A significant amount of money and urgent…
April 1746 CE
This Jacobite force comprises some of their best fighting men; the MacGregors, Coll Macdonnell of Barrisdale, the Mackinnons and the Jacobite Mackenzies under George Mackenzie, 3rd Earl of Cromartie.
This force had arrived too late to be of any assistance to their allies who had been captured at the Skirmish of Tongue.
William Sutherland, 17th Earl of Sutherland, is loyal to the Hanoverian government, but he had not raised and armed his clan quickly enough to take action against Charles Edward Stuart.
This had led to a suspicion in London that Sutherland might be disloyal.
However, the Jacobites also question Sutherland's loyalty, and the Jacobite Earl of Cromartie is sent with five hundred men against the Earl of Sutherland.
Cromartie's force stormed Dunrobin Castle; the Earl of Sutherland narrowly escaped them through a back door of the castle.
The Earl of Cromartie and his force decide to rejoin the main Jacobite force under Prince Charles at Inverness.
However he and his men are attacked with vigor at Little Ferry by two Independent Highland Companies, one from the Clan Sutherland and one from the Clan Mackay, led by Ensign John Mackay of Moudale.
Believing that all of Sutherland's followers had dispersed, the Jacobite officers had allowed their men to march ahead of them, confident that they, the officers on horseback, could quickly catch up with the marching men.
However, there are still some Sutherland men in the hills above Dunrobin.
Led by Ensign Mackay, the Sutherland men come down from the hills near Golspie, attacking into the gap between the rebel officers and their soldiers.
Most of the Jacobite officers are captured; many of the men are killed, and the rest are driven onto the beach, where several are drowned trying to swim Loch Fleet.

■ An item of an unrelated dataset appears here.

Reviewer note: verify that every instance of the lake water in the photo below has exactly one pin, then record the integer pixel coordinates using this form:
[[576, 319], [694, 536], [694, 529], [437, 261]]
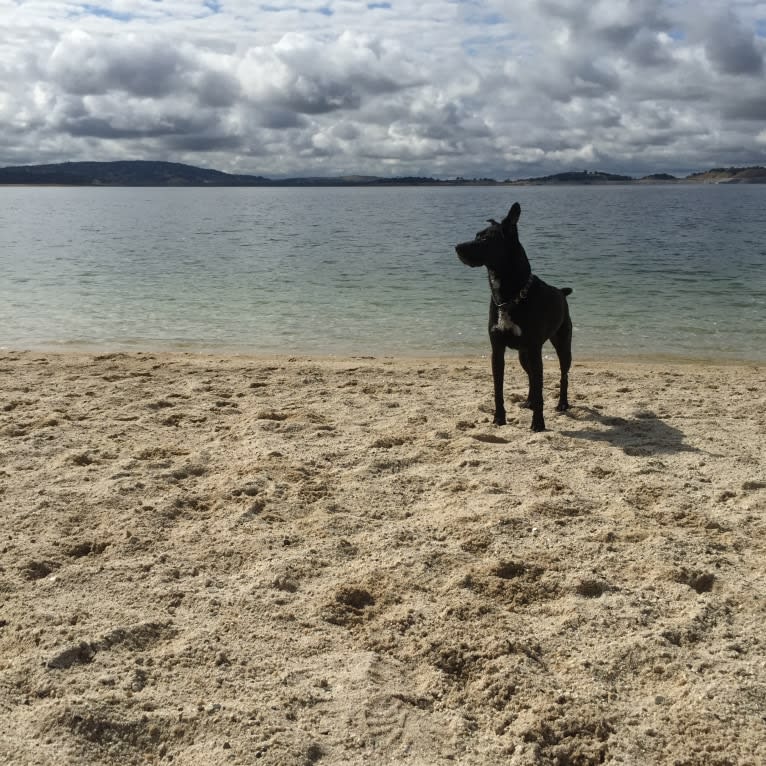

Most of Cromartie's men are either killed or taken prisoner, thus denying the Prince much needed reinforcements.
Cromartie, who had been captured and detained at Dunrobin Castle, wis put on a vessel that carries him to London.
Cromartie, along with Lord Kilmarnock, Lord Lovat, and Lord Balmerino will all be impeached of high treason, tried, and condemned.
Cromartie will later be pardoned, but the others will be executed.
Despite this victory, some in the government in London ae still inclined to associate the Sutherlands with the Cromartie rebels that they had defeated.
The Earl of Sutherland will spend several years before his death in 1750 attempting to obtain compensation from the government for the damage done to his estates by the rebels.